Once, human beings had to look the other in the eye to kill them. Today, we’ve so increased our effective killing distances that we never have to see the person we’ve killed.
A gun makes it easier for someone to kill. It’s extremely lethal for its size. Depending on variables like user’s skill, type of gun, and type of ammunition, it can cause death from long-ish distances with near-absolute certainty. A bullet can do a great deal of damage to the human body even if the gun shot wasn’t accurate. Because of the quickness of a gun attack and the certainty of physical damage to the attacked if not death, a retaliatory attack is extremely unlikely and a defensive attack is impossible.
Guns do kill people, because that is what a gun was designed to do.
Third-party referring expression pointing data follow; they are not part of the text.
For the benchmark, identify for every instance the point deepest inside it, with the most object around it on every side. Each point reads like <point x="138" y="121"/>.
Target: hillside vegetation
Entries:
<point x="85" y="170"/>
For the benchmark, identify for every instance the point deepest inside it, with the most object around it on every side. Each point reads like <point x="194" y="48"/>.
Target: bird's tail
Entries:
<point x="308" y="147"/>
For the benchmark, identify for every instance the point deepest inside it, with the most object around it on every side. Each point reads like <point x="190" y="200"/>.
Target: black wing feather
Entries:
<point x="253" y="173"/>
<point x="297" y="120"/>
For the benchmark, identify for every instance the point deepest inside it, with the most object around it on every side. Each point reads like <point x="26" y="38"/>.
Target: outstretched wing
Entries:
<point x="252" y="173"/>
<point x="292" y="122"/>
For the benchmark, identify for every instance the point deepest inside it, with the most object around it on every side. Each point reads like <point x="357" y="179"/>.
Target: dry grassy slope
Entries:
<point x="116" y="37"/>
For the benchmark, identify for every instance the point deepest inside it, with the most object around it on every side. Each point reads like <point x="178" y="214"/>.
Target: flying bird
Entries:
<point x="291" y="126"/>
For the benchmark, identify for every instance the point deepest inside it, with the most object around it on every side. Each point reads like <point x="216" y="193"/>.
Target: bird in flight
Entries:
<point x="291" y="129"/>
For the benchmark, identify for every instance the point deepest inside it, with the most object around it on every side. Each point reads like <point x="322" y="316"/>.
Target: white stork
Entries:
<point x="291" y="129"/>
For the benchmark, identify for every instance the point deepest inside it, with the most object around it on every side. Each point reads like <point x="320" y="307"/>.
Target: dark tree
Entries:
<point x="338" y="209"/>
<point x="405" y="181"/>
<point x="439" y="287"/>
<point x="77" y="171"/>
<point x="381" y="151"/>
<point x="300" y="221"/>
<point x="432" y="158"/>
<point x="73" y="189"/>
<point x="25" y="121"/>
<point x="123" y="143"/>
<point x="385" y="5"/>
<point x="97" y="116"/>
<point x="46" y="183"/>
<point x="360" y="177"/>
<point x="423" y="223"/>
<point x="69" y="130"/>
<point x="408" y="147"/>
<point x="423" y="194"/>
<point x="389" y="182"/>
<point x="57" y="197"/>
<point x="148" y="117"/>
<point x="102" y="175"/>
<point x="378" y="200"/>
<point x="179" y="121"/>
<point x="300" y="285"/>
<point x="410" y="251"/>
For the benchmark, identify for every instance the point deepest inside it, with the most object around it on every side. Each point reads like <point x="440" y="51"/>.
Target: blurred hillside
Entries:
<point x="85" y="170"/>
Anyone, like Steamboat Guy, who says that guns don’t kill people has clearly never thought about why a gun exists. Human beings needed a tool that would be lethal at long distances. That’s what human beings designed — a tool to mete out death at minimal physical cost to the user. Guns were designed to kill.
Taxing ammunition would take away what makes a gun lethal. (Oh, it would still be lethal, but in the same way a sword is lethal; you would have to hit someone with it.) Having gun owners carry liability insurance if they wanted to use a gun would promote responsible gun ownership — and serve as a financial deterrent against gun ownership for others.
If we’re unwilling as a society to consider reasonable gun control measures, we need to consider alternatives that have the same ultimate effect.